Als de cultuur veranderd in de vorm van kleding, omgangsvormen enz. heet ook wel: de cultuur is dynamisch, culturen verschillen niet alleen per tijd, maar ook per plaats en per groep.

H2 Cultuuroverdracht

- Hoe verloopt cultuuroverdracht?

Het doorgeven van cultuur verloopt via socialisatie, sociale controle en internalisatie.

Socialisatie is het proces waarbij iemand de waarden, normen en andere cultuurkenmerken van zijn samenleving of groep aanleert. Het doel is aanpassing van het individu aan zijn omgeving.

Socialiserende instituties zijn instellingen, organisaties en overige collectieve gedragspatronen waarom de cultuuroverdracht in een samenleving plaatsvindt. Bijv. je gaat met vrienden om door je sportvereniging.

Collectieve gedragspatronen zijn: carnaval, Prinsjesdag enz.

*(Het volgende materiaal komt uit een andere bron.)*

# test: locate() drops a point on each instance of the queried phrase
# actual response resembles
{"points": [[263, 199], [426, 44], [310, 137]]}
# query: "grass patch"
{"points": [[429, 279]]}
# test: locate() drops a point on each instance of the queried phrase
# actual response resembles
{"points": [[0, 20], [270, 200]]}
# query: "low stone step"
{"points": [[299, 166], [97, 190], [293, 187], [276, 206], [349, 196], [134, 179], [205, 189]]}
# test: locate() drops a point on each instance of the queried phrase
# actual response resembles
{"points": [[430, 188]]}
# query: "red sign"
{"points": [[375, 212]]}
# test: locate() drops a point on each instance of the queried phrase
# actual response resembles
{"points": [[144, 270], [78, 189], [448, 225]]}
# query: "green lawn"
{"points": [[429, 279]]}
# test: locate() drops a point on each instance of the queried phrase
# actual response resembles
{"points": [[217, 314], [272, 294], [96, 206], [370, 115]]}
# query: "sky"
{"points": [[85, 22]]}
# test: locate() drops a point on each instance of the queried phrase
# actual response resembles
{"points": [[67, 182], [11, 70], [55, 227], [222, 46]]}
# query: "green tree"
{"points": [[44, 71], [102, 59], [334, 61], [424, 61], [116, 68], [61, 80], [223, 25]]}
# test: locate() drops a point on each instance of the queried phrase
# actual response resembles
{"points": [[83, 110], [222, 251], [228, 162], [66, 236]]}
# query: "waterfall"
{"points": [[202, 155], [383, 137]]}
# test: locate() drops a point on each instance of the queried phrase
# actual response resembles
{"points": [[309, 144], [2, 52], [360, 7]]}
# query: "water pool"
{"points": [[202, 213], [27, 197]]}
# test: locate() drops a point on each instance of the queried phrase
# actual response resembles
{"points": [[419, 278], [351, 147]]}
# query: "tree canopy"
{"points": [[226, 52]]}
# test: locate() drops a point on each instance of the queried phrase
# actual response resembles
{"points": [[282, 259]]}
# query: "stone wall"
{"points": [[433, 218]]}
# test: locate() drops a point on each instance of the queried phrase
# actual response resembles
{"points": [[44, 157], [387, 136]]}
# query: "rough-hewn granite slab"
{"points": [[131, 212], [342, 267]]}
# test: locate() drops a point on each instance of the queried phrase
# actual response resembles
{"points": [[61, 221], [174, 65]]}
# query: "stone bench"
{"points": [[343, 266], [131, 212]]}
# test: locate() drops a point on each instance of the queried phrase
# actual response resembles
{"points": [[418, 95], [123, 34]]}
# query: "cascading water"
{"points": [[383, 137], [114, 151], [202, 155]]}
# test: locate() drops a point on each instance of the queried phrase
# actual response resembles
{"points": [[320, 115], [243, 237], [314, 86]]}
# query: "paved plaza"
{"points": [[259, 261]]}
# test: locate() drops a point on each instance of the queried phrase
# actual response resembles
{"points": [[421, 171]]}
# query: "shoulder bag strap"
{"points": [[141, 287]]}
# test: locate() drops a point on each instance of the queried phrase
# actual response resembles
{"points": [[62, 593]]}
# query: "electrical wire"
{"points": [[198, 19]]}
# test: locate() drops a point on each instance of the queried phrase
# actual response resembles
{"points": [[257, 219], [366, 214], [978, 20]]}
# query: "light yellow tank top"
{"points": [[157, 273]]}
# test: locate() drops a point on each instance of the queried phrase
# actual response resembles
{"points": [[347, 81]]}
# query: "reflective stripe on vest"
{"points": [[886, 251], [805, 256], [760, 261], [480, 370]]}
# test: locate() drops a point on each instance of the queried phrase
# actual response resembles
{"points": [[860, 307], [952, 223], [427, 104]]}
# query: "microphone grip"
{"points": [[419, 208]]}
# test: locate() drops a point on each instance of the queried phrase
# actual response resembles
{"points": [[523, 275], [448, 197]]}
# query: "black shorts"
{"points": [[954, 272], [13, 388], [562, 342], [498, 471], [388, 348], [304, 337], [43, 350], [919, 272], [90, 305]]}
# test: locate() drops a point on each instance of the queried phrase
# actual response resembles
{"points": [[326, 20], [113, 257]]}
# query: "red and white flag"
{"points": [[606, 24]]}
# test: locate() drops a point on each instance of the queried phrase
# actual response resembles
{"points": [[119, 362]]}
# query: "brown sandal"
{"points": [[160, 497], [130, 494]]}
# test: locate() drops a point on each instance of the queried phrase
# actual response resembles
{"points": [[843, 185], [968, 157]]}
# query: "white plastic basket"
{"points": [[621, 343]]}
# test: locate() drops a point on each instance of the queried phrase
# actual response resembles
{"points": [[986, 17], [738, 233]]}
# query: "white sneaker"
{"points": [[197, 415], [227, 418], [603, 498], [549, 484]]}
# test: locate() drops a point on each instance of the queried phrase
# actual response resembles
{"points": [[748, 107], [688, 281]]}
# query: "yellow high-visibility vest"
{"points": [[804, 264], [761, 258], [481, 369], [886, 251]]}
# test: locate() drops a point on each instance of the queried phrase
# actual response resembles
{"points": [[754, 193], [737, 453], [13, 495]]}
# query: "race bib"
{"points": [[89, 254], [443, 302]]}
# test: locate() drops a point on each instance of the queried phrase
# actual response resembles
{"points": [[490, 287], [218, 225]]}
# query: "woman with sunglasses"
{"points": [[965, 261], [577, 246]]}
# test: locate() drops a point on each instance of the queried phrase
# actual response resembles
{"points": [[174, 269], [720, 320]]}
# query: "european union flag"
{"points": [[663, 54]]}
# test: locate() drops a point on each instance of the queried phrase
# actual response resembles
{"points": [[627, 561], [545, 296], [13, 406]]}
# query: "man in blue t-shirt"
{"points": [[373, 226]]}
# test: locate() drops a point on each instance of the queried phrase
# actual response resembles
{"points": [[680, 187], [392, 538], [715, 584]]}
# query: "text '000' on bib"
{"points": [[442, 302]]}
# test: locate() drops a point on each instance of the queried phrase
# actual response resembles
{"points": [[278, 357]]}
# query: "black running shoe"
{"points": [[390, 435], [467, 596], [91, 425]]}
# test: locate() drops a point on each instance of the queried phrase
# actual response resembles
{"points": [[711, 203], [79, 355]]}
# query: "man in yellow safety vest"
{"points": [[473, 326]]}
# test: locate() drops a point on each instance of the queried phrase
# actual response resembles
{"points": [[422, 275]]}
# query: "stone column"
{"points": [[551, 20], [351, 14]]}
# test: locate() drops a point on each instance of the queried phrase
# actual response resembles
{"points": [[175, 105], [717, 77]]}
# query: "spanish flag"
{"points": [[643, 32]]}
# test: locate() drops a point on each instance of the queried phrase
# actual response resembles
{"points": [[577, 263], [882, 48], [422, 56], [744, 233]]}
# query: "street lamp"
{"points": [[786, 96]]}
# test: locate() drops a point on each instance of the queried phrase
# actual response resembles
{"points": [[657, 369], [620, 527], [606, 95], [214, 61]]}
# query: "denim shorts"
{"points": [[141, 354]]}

Onderscheiding van socialiserende instituties:

• Het gezin: vanaf de geboorte leren kinderen allerlei gedragingen, bijv. 1e lachje. Wanneer je ouder word wordt je steeds zelfstandiger.

• De school: Hier leren kinderen discipline en andere belangrijke zaken als samenwerken.

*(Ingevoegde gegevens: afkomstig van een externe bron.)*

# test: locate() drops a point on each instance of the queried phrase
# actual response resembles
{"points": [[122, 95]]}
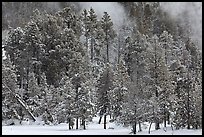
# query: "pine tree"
{"points": [[104, 85], [107, 26]]}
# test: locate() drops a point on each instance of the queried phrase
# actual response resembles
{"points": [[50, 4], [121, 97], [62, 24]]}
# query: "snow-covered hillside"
{"points": [[93, 128]]}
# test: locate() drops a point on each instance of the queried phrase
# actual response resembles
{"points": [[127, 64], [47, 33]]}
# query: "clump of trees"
{"points": [[69, 67]]}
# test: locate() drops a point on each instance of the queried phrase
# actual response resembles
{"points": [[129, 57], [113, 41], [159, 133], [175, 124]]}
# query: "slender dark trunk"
{"points": [[168, 118], [118, 49], [100, 120], [150, 127], [104, 121], [69, 123], [164, 116], [188, 111], [134, 127], [84, 123], [140, 129], [77, 123]]}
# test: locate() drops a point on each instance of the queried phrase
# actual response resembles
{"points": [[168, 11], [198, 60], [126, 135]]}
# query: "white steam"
{"points": [[114, 9], [193, 16]]}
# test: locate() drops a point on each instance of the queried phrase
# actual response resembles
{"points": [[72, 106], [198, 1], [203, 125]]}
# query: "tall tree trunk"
{"points": [[134, 127], [77, 123], [150, 127], [168, 117], [164, 116], [104, 121], [100, 120], [140, 129], [92, 50], [188, 110], [84, 123]]}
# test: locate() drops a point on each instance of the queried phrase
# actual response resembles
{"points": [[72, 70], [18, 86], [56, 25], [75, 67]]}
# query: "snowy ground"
{"points": [[92, 129]]}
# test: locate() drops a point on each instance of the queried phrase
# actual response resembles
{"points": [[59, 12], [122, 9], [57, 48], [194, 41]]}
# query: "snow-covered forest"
{"points": [[127, 63]]}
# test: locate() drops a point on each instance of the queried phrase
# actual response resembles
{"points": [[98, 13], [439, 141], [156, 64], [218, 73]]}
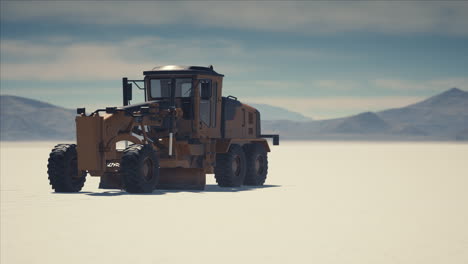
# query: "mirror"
{"points": [[205, 92], [127, 91]]}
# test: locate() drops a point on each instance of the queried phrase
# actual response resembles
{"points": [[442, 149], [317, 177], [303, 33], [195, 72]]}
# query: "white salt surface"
{"points": [[325, 202]]}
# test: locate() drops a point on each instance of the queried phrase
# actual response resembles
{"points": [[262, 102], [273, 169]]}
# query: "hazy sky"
{"points": [[324, 59]]}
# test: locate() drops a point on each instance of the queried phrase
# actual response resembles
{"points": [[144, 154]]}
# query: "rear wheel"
{"points": [[139, 169], [230, 167], [63, 169], [257, 164]]}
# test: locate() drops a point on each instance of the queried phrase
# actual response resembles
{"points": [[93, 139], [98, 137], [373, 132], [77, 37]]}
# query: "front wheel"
{"points": [[257, 164], [139, 169], [230, 167], [63, 169]]}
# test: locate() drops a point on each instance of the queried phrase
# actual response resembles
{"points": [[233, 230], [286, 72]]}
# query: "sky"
{"points": [[322, 59]]}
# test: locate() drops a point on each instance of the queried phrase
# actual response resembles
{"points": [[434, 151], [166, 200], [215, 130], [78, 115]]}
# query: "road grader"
{"points": [[184, 130]]}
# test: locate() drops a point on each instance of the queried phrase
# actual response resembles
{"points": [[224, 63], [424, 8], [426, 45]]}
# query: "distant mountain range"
{"points": [[441, 117], [26, 119]]}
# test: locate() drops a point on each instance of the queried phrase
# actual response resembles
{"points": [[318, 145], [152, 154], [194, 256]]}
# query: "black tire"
{"points": [[230, 167], [139, 169], [63, 169], [257, 164]]}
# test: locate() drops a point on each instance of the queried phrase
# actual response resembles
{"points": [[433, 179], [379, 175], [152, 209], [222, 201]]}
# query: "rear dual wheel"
{"points": [[63, 169], [139, 169], [246, 165]]}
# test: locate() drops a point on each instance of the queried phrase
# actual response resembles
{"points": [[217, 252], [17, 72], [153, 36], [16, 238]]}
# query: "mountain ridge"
{"points": [[441, 117]]}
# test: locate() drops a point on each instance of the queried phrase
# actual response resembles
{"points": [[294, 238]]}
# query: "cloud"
{"points": [[300, 17], [109, 61], [332, 107], [436, 84]]}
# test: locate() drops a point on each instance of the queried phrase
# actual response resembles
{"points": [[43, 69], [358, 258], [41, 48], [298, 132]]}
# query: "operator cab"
{"points": [[183, 87]]}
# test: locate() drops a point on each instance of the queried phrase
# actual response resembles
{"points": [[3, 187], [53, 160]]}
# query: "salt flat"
{"points": [[325, 202]]}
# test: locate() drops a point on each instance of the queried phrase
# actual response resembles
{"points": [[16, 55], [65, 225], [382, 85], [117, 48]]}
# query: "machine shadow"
{"points": [[208, 188]]}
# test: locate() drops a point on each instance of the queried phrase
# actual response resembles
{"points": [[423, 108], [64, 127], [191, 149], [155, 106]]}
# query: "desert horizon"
{"points": [[325, 202]]}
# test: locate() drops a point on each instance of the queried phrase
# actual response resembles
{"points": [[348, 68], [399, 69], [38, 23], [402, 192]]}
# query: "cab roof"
{"points": [[178, 69]]}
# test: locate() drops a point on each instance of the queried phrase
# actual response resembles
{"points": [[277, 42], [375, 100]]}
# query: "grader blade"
{"points": [[181, 178]]}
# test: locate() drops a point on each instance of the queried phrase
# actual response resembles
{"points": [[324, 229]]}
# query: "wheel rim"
{"points": [[147, 169], [74, 168], [259, 164], [236, 165]]}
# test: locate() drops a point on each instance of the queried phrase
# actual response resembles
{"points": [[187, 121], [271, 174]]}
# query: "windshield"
{"points": [[161, 88]]}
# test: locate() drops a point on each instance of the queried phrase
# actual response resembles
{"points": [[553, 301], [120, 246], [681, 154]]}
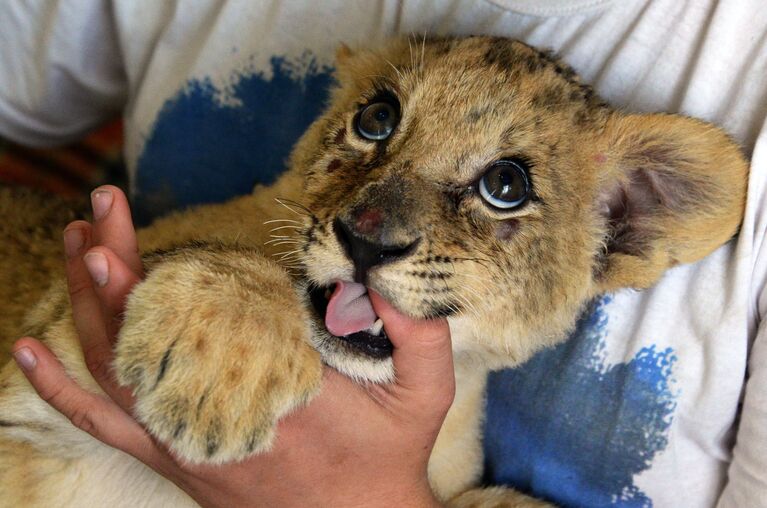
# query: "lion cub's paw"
{"points": [[216, 347]]}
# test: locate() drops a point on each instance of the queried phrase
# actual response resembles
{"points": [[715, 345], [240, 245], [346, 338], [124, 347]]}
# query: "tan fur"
{"points": [[216, 341]]}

• Geloofsrichtingen: mensen leren zich gedragen naar de normen en waarden van hun geloof.

• Maatschappelijke groeperingen: Zoals bijv. sportclubs en verenigingen. Hier leer je rekening te houden met anderen.

• De overheid: In onze maatschappij gelden talloze wetten en regels waar je je aan moet houden.

• De vriendenkring: Van vrienden neem je vaak gedachten en gedragingen over, je beïnvloed elkaar.

• De media: Televisie, kranten, affiches, boeken maar vooral internet beïnvloeden het gedrag van mensen.

Sociale controle is de wijze waarop mensen andere mensen stimuleren of dwingen zich aan de geldende normen te houden. Sociale controle is formeel als het gaat om geschreven regels. Informele is als het gaat om beleefdheidsvormen en andere ongeschreven regels.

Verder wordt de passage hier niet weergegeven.